Oh, and it’s easy! You start with a boxed cake mix, but by the time you’re done you’d think it came from a fancy pastry shop. You don’t have to tell anyone it’s a boxed mix. You can just pretend it’s an ancient recipe that is top secret. Or you could share. Sharing is nice, although not as mysterious.
I made one of these on Friday so we could enjoy it for part one of our 21st wedding anniversary celebration. It was the perfect addition to a romantic, autumn picnic.
for the cake:
~ preheat oven to 350 degrees F. ~
1 (18 oz.) boxed yellow cake mix
1 (3.4 oz.) box instant vanilla pudding mix, unprepared
4 large eggs
1/2 cup cold water
1/2 cup amaretto liqueur
1/2 cup vegetable OR canola oil
approximately 1/3 cup sliced almonds
Place all ingredients in the bowl of a counter top mixer, such as a Kitchen Aid. Using the whisk attachment, mix on medium-high speed for 5 minutes.

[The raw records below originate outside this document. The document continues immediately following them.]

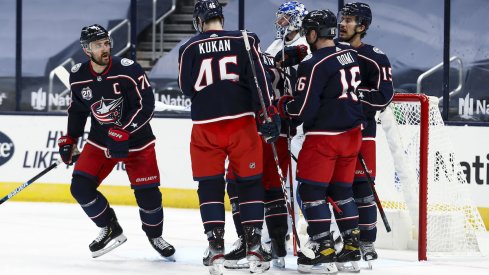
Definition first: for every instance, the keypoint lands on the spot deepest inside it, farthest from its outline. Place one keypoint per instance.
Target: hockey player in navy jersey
(215, 72)
(117, 95)
(327, 103)
(375, 93)
(289, 18)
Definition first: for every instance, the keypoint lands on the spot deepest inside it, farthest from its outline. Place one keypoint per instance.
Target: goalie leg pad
(367, 211)
(343, 197)
(95, 205)
(251, 208)
(233, 199)
(316, 211)
(211, 199)
(150, 211)
(276, 215)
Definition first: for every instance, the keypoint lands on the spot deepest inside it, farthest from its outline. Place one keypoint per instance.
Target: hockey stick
(376, 196)
(330, 200)
(29, 182)
(306, 251)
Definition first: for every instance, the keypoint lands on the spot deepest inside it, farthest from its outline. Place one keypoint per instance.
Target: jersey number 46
(206, 77)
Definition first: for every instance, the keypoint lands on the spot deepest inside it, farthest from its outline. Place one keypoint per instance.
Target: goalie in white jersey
(288, 23)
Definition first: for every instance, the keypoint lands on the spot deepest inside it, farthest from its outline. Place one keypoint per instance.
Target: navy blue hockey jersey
(325, 93)
(215, 72)
(376, 90)
(119, 96)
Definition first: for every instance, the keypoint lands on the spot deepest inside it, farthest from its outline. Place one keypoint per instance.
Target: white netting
(453, 222)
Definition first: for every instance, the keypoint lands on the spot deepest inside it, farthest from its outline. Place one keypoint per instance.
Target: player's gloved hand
(293, 55)
(67, 149)
(270, 129)
(281, 105)
(118, 143)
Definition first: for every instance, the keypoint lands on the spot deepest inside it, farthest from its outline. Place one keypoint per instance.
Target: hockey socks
(211, 199)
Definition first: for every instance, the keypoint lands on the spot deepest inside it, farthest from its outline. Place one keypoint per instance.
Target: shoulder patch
(377, 50)
(126, 62)
(75, 68)
(307, 57)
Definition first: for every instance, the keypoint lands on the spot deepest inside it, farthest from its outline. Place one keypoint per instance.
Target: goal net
(421, 184)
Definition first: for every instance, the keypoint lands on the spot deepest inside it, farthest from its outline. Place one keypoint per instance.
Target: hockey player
(333, 118)
(375, 92)
(215, 73)
(289, 18)
(117, 95)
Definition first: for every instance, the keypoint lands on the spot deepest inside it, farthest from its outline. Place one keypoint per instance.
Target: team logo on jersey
(75, 68)
(87, 93)
(377, 50)
(108, 111)
(126, 62)
(307, 57)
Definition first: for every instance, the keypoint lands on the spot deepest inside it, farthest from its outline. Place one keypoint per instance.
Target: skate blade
(257, 266)
(169, 258)
(217, 267)
(350, 267)
(117, 241)
(279, 262)
(324, 268)
(369, 265)
(235, 264)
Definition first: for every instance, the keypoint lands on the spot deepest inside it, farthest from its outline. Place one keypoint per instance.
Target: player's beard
(103, 60)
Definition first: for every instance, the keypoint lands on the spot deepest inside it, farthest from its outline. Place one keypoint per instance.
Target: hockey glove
(67, 148)
(293, 55)
(281, 105)
(118, 143)
(270, 129)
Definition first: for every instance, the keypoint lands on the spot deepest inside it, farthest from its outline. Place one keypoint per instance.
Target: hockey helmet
(361, 11)
(205, 10)
(295, 12)
(322, 21)
(93, 33)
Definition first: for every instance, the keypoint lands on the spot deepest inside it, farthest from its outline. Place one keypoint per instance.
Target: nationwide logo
(468, 107)
(7, 148)
(38, 100)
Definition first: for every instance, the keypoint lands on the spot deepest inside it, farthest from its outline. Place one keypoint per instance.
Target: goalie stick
(306, 251)
(376, 196)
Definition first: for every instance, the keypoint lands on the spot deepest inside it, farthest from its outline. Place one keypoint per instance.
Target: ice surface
(53, 238)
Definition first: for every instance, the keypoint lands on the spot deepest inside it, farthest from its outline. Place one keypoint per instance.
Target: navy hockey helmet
(322, 21)
(361, 11)
(93, 33)
(204, 10)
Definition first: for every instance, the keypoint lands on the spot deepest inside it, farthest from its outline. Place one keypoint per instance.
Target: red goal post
(420, 181)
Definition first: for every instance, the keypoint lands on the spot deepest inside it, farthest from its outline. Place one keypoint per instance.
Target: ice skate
(165, 249)
(368, 252)
(349, 256)
(257, 255)
(214, 254)
(109, 237)
(236, 259)
(323, 262)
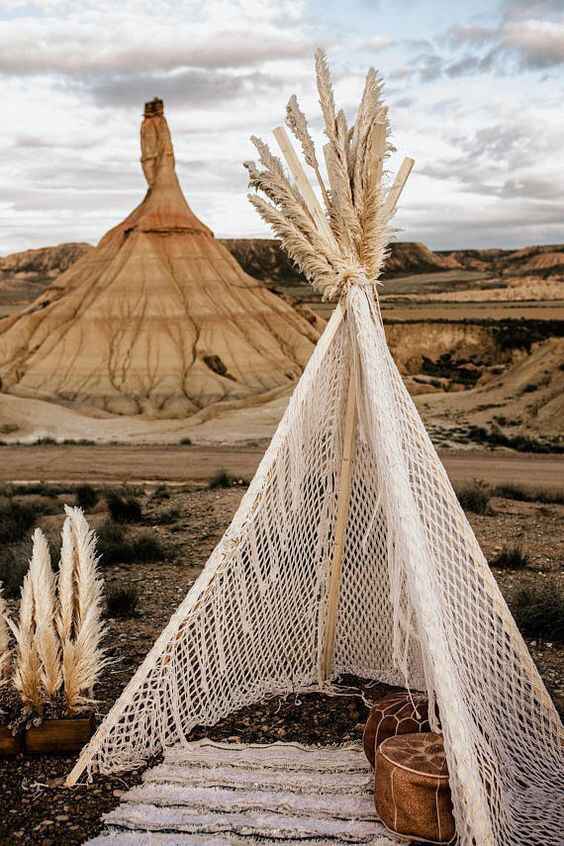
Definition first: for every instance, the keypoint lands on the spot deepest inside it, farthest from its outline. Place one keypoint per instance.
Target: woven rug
(220, 794)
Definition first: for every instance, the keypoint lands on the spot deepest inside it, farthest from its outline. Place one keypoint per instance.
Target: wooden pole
(393, 195)
(303, 183)
(343, 505)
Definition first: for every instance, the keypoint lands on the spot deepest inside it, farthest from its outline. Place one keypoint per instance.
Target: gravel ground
(37, 809)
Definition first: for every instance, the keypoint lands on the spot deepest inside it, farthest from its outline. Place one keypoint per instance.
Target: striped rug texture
(220, 794)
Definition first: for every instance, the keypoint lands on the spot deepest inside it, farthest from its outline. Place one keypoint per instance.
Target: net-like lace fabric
(418, 604)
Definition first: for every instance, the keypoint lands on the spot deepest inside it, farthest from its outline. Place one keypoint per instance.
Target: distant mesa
(158, 319)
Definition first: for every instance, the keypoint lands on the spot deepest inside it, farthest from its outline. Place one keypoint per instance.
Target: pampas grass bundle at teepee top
(58, 655)
(356, 215)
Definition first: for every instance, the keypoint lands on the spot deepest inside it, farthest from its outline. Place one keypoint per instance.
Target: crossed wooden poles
(326, 656)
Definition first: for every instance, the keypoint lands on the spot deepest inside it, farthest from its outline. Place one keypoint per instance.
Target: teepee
(350, 553)
(159, 319)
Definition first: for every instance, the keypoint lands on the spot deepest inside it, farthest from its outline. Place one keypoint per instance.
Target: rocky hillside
(24, 275)
(541, 261)
(46, 261)
(265, 259)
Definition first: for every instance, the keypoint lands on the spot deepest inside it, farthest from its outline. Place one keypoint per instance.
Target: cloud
(525, 36)
(190, 87)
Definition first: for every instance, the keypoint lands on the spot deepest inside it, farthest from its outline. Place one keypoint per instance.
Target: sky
(475, 90)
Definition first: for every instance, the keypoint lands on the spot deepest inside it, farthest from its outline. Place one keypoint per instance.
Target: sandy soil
(37, 809)
(122, 464)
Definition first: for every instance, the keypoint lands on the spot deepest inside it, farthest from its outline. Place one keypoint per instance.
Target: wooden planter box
(62, 736)
(9, 745)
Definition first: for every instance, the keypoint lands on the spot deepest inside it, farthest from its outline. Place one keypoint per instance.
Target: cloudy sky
(475, 88)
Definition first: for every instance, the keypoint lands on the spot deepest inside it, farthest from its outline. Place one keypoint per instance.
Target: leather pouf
(394, 714)
(411, 789)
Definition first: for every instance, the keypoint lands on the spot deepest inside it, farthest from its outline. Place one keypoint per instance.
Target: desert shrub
(8, 428)
(124, 509)
(86, 497)
(166, 517)
(161, 492)
(16, 520)
(14, 563)
(122, 602)
(539, 611)
(474, 497)
(511, 558)
(35, 489)
(147, 547)
(520, 493)
(512, 491)
(115, 546)
(221, 479)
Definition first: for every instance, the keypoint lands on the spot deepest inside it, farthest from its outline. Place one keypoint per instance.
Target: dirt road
(120, 464)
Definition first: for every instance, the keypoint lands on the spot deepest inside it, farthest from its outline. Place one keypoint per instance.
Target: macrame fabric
(245, 794)
(418, 604)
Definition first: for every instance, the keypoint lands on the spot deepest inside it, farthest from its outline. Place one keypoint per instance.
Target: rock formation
(159, 319)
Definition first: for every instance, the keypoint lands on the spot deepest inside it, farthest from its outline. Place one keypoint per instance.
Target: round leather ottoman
(411, 789)
(394, 714)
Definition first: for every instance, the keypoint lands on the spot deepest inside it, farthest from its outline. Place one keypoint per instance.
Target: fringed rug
(220, 794)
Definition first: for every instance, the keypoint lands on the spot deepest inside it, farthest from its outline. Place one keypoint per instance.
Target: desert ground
(184, 523)
(478, 336)
(122, 464)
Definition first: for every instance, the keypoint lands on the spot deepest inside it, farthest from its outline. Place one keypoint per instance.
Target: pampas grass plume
(83, 656)
(45, 611)
(5, 654)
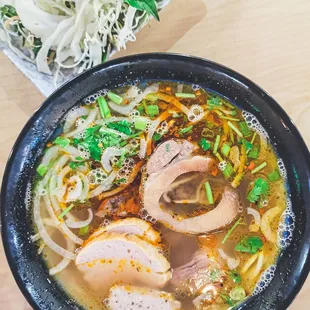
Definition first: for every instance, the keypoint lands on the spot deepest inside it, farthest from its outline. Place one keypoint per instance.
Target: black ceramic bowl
(29, 270)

Generously grease a standard size bundt cake pan using peanut or vegetable oil (butter will burn.) Coat pan with sliced almonds. Pour the cake batter into the prepared bundt pan. Bake for 45 to 60 minutes, or just until completely set and a wooden skewer inserted all the way into the cake comes out clean.

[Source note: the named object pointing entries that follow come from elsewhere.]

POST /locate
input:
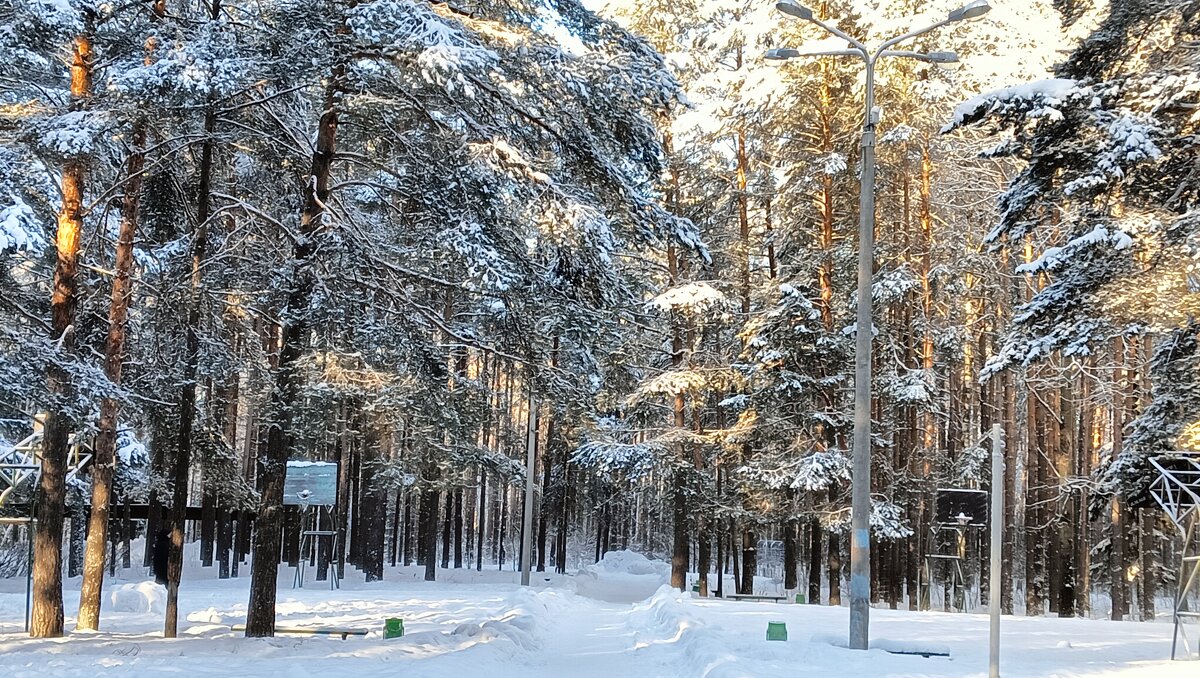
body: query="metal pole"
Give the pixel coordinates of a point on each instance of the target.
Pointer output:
(527, 519)
(861, 475)
(997, 545)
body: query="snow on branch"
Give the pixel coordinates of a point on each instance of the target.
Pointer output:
(631, 460)
(694, 298)
(1039, 99)
(19, 229)
(1057, 257)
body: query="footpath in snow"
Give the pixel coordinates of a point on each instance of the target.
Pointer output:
(564, 627)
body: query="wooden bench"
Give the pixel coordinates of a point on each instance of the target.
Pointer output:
(748, 597)
(310, 630)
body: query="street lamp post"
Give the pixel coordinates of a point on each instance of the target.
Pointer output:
(861, 466)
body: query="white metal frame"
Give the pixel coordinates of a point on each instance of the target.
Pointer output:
(1177, 491)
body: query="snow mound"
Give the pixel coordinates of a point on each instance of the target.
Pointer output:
(622, 576)
(142, 597)
(667, 618)
(209, 616)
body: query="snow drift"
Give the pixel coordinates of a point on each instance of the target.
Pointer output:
(622, 576)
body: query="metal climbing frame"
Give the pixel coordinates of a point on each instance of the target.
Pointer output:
(23, 463)
(1177, 491)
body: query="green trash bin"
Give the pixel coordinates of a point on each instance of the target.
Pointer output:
(394, 628)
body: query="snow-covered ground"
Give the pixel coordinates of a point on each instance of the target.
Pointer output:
(485, 624)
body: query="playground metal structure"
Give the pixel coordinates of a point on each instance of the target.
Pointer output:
(22, 465)
(1177, 491)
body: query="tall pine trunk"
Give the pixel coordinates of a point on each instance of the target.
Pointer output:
(261, 611)
(114, 347)
(46, 617)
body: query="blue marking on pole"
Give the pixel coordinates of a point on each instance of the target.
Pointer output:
(862, 538)
(859, 586)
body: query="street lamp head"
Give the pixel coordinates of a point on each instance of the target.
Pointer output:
(780, 54)
(793, 9)
(972, 10)
(942, 58)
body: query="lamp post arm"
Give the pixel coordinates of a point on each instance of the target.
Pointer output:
(909, 35)
(907, 54)
(844, 35)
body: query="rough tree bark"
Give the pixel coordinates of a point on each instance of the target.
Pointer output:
(261, 611)
(105, 460)
(46, 617)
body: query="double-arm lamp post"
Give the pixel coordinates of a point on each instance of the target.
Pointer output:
(861, 478)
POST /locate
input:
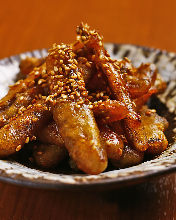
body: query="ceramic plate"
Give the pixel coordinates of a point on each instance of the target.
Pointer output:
(15, 172)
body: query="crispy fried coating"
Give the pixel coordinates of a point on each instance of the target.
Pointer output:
(22, 101)
(21, 86)
(21, 129)
(110, 110)
(49, 156)
(154, 127)
(112, 142)
(81, 136)
(92, 40)
(29, 63)
(130, 157)
(140, 80)
(72, 115)
(50, 135)
(58, 99)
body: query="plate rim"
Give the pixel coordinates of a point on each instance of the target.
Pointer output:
(118, 181)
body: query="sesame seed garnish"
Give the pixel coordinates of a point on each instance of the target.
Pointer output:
(55, 68)
(18, 148)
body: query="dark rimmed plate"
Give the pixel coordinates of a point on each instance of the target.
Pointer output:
(14, 172)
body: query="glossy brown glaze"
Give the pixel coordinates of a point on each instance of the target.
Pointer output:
(81, 136)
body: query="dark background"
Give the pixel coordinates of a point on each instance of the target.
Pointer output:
(28, 25)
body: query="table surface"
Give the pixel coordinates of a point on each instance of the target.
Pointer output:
(28, 25)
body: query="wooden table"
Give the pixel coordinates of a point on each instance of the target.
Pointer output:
(37, 24)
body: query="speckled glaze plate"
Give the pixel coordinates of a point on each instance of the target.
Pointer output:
(14, 172)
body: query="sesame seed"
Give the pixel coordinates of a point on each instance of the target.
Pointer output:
(18, 148)
(27, 140)
(55, 68)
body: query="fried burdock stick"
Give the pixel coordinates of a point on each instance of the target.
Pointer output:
(92, 40)
(130, 157)
(71, 113)
(109, 111)
(22, 128)
(22, 85)
(22, 101)
(138, 80)
(51, 151)
(49, 156)
(29, 63)
(154, 127)
(112, 142)
(50, 135)
(134, 129)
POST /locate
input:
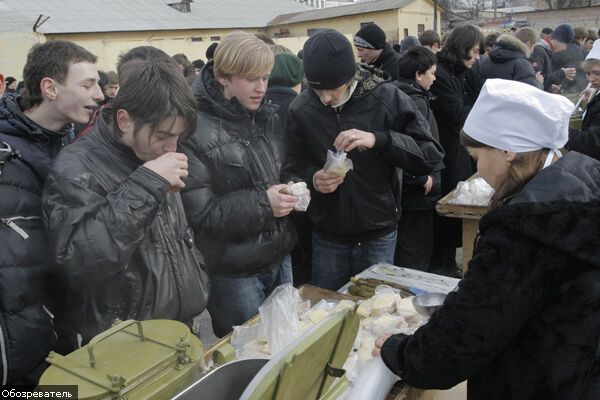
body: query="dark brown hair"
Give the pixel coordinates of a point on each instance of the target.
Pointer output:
(152, 91)
(461, 41)
(520, 171)
(50, 60)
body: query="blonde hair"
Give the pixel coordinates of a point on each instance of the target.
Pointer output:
(520, 170)
(242, 54)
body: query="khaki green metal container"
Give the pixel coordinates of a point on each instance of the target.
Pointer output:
(149, 360)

Cool cake completely in the pan, on a wire rack.
Once cool, turn out onto a pretty cake plate with a domed lid.
Carefully poke holes all over the cake, using wooden skewer.
for the amaretto caramel glaze:
1 cup brown sugar
1 stick (8 Tablespoons) unsalted butter
1/2 cup amaretto liqueur
1/4 cup water
1/4 teaspoon coarse sea salt
Place all ingredients, except for the salt, in a small saucepan. Bring to a boil over medium-high heat, stirring constantly. Once boiling, allow to boil gently for one minute while you continue to stir. Remove from heat and cool for 15 minutes. Whisk smooth and slowly glaze the cake with half the mixture, so it seeps into the skewer holes. Cover and reserve the second half of the glaze.
Once glazed cake has cooled completely. Cover cake with domed lid. Allow cake to rest for 2 to 24 hours prior to glazing it a second time and serving. Sprinkle the coarse sea salt over the second coating of glaze, while it’s still wet. This cake improves with age. It will keep, covered at room temperature, for 5 days. Refrigerate any leftovers after that time.
Slice and serve with whipped cream and more sliced almonds, if you wish. Spoon up the glaze around the cake and drizzle some over each slice.